In 2021 researchers at Texas A&M investigated the fungus-only ­microbiota—the mycobiota—of the eyes of 12 horses and discovered abundant types that had previously never been associated with horses’ eyes. They also noted that horses at pasture had greater varieties of fungus in their tear films, which might put them at greater risk of eye infections after an injury, the team reports.

In spring 2022 researchers at Chile’s Universidad Andrés Bello reported on the microbiomes of the eyes of 14 healthy horses. They identified 278 genera belonging to 17 phyla, with Proteobacteria representing 60%, followed by Actinomycetota (22%) and Bacteroidota (16%).

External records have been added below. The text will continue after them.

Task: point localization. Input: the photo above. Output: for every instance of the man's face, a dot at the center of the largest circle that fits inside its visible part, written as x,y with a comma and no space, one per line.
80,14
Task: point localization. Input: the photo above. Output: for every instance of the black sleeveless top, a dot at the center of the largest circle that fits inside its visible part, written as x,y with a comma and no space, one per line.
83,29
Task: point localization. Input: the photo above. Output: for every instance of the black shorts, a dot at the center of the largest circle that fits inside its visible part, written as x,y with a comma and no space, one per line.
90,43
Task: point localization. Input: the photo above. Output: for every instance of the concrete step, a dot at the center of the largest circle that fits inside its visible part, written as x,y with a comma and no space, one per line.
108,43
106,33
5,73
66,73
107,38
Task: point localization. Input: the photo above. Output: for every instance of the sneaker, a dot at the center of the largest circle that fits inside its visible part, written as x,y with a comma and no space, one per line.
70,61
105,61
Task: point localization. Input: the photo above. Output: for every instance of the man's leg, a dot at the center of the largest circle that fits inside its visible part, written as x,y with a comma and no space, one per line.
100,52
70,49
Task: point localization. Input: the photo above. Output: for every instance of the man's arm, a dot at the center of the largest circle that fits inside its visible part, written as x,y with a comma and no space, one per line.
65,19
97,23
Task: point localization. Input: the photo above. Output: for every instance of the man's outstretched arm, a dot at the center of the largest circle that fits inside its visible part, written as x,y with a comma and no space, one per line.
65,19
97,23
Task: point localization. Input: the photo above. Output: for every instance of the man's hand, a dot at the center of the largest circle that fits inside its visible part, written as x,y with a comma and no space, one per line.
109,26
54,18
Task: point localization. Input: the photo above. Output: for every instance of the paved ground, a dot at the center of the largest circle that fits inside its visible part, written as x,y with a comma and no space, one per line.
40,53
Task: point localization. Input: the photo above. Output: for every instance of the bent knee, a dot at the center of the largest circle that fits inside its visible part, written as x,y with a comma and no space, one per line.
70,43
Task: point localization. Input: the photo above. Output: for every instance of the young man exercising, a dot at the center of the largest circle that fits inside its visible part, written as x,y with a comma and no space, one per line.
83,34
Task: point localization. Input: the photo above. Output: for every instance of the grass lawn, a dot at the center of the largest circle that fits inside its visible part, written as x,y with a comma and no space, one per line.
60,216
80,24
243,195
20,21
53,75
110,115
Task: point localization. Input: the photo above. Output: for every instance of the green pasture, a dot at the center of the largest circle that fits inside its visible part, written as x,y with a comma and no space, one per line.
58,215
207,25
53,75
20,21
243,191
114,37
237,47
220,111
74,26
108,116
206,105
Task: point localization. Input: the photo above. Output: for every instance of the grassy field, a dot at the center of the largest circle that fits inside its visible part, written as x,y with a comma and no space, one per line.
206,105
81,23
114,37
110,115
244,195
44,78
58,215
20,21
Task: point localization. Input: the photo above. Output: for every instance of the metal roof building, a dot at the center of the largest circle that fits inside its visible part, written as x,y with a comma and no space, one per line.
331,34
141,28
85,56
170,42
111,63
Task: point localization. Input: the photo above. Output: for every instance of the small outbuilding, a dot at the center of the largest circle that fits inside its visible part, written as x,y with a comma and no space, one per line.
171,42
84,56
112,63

While these ocular microbiota findings are interesting, they don’t reveal what’s going on inside the eye, say researchers at China’s Sun Yat-sen University. Studies investigating the microorganisms inhabiting the inner eye structures—including the vitreous humor, which appears to be a favorable environment for ­microorganisms—could prove useful, they say.

5. The Reproductive Tract

Until 2019 humans, minipig sows, dairy cows, and ewes were the only mammals with published data on their reproductive system microbiomes. That year, Empar García-Roselló, PhD, at Cardenal Herrera-CEU University, in Spain, and her team published results on the vaginal microbiota of eight Arabian mares. They found the communities were dominated by Firmicutes, Bacteroidetes, Proteobacteria, and Actinobacteria and, unlike women, contained very little Lactobacillus. Contrary to findings in other mammals, the microbiota were fairly stable throughout the reproductive cycle.

That doesn’t appear to be the case higher up in the tract, says Jenny L. Sones, DVM, PhD, Dipl. ACT, associate professor of theriogenology (animal reproduction) in Louisiana State University’s School of Veterinary Medicine, in Baton Rouge. Her DVM/PhD student Kalie Beckers recently determined the uterine microbiome is more diverse during estrus than anestrus. Beckers is analyzing data to determine how intrauterine antimicrobials affect the uterine microbiome and impact fertility.

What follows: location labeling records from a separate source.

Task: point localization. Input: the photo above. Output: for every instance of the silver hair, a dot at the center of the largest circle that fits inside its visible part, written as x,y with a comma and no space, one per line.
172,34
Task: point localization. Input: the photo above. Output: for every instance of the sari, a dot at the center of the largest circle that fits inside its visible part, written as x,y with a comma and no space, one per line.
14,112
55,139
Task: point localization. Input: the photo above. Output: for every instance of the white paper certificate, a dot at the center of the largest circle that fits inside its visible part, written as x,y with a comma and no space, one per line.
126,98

In July 2022 Sones’ team was set to present more reproductive microbiome findings—including the extrauterine microbiome in the pregnant mare and how the stallion semen microbiome correlates with fertility—during the annual Therio Conference. Sones and fellow veterinary theriogenologists are founding a ­consortium to further investigate what they call “The Theriome.”

“There are observational studies that are leading us to believe that there is a link between the vaginal microbiome and fertility, or with the incidence of postpartum diseases like metritis, but … nobody has proved that so far,” says Costa.

6. The Urinary Tract

The urinary tract wasn’t part of the initial HMP because scientists believed urine was “sterile,” meaning it had no microbes. In 2012, however, scientists at Loyola University Chicago sequenced human urinary tract samples and discovered a broad range of microbes. This “unique commensal flora colonizing the urinary tract” apparently plays “an important role in global urological health,” says Tiago Antunes-Lopes, MD, PhD, of the University of Porto, in Portugal.

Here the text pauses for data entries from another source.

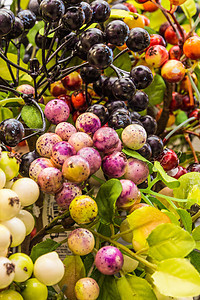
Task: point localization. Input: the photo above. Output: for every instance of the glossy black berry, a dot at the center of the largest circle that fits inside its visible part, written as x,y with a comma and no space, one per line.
87,11
90,74
101,111
195,167
39,41
138,39
149,124
101,11
28,18
145,151
156,145
107,88
91,37
116,33
120,6
123,88
74,18
139,101
135,115
52,10
112,106
16,30
141,76
100,56
26,160
119,119
11,132
6,22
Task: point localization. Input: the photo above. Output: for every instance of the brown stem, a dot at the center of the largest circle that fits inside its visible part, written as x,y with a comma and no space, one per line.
187,138
162,122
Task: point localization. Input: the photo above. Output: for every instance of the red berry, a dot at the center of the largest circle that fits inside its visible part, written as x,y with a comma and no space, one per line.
168,159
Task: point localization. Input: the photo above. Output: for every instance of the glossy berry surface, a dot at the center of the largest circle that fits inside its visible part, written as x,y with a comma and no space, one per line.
141,76
138,39
123,88
139,101
100,56
156,145
116,33
11,132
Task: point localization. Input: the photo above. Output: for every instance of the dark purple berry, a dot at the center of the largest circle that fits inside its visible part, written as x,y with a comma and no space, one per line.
141,76
138,39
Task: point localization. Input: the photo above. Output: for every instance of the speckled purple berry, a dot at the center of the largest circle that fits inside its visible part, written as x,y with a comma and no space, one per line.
65,130
76,169
105,139
46,142
93,158
57,111
80,140
134,136
88,123
61,151
81,241
50,180
136,170
67,194
38,165
109,260
130,194
114,164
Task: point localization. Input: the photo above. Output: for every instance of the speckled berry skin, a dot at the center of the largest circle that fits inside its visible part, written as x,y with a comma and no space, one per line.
37,166
109,260
88,123
130,195
67,194
93,158
83,209
134,136
61,151
136,171
57,111
50,180
114,164
86,289
65,130
80,140
81,241
46,142
105,139
76,169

Researchers have since found evidence linking the urinary tract ­microbiome—the “urobiome”—to conditions in humans, including overactive bladder, urinary tract infections, and cancer.

Between 2017 and 2020 scientists sequenced the urobiomes of dogs and cats, but the equine urobiome has yet to appear in scientific publications. 

8. The Hoof

The equine foot is in constant contact with the ground, where it can pick up microbes that vary by region, ground surface, season, and climate, Costa says. Logically, horses must have a unique hoof microbiome that fluctuates according to the environment in which they live and changes in association with various hoof diseases, he says. That’s certainly the case for cattle, sheep, and elk, as researchers have recently revealed. Even so, they’ve yet to explore the horse hoof microbiome.

Take-Home Message

The microscopic worlds of the tiny organisms inhabiting our horses’ bodies are finally getting explored thanks to modern genetic sequencing technology. Those explorations don’t stop at the most popular microbiome—that of the gut. Scientists are studying microbiomes specific to individual body systems, from the head to the hooves, to not only comprehend their role but find therapies that support a healthy microbiome balance.